Blake Masters was a student at Stanford Law School in 2012 when his detailed notes on Peter’s class “Computer Science 183: Startup” became an internet sensation. He is President of The Thiel Foundation and Chief Operating Officer of Thiel Capital.
It hasn’t been an easy reading book for me (honestly I stopped its reading a couple of times). On one hand I read it in English, which it is not my native tongue (I’m sorry if you find in my review any grammatical mistake, feel free to write me to change it, feedback is always wellcome) and on the other hand, the authors deny many of the things that I have learned at the university and even in the business schools, promoting, for example, the monopoly, (not only to have a competitive advantage) to success in business.
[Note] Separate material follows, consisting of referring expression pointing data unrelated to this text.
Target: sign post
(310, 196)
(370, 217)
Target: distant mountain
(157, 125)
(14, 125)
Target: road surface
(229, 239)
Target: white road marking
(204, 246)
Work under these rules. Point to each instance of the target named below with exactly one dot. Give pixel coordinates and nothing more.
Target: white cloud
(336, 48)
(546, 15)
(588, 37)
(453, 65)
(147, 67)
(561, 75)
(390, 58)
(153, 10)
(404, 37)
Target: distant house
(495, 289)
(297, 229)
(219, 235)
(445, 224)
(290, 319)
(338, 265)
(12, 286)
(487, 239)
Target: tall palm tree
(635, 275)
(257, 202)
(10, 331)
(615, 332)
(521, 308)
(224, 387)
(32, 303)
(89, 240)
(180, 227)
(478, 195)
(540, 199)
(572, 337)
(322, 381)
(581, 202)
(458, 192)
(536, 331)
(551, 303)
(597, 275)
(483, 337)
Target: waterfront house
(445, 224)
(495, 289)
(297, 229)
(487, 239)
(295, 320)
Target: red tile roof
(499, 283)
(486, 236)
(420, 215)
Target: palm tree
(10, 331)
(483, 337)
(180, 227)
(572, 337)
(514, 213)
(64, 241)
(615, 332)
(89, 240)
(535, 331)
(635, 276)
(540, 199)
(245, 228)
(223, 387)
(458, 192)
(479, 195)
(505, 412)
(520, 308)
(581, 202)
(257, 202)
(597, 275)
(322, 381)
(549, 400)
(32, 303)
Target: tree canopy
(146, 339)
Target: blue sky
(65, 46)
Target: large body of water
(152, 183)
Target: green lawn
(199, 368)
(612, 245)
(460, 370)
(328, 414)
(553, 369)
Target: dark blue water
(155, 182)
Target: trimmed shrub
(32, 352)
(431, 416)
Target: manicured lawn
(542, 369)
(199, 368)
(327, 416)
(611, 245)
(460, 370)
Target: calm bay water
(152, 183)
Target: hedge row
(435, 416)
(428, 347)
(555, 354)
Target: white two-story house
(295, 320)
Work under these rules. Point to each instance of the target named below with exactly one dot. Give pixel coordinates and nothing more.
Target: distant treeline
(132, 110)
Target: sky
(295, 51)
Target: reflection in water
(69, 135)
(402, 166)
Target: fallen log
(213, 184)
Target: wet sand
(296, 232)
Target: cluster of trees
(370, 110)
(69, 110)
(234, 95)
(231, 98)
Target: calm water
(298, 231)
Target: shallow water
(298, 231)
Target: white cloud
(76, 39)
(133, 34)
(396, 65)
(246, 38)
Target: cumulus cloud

Its main teachings for the future entrepreneurs, businessmen or investors can be summarized by the following questions:
The engineering question: Can you create breakthrough technology instead of incremental improvements?
The timing question: Is now the right time to start your particular business?
The monopoly question: Are you starting with a big share of a small market?
The people question: Do you have the right team?
The distribution question: Do you have a way to not just create but deliver your product?
The durability question: Will your market position be defensible 10 and 20 yeras into the future?
The secrte question: Have you identified a unique opportunity that others don’t see?
Zero to one reminds me the Black Book of the Entrepreneur written by the Spanish economist Fernando Trias de Bes, which I used when I teached the course How to Make a Businnes Plan in the valencian coworking space Wayco. It tells you truths that you don’t always want to hear about it. This is a disruptive, brave and different book and this is why I recommend it.
Zero to one. Notes on startups or how to build the future.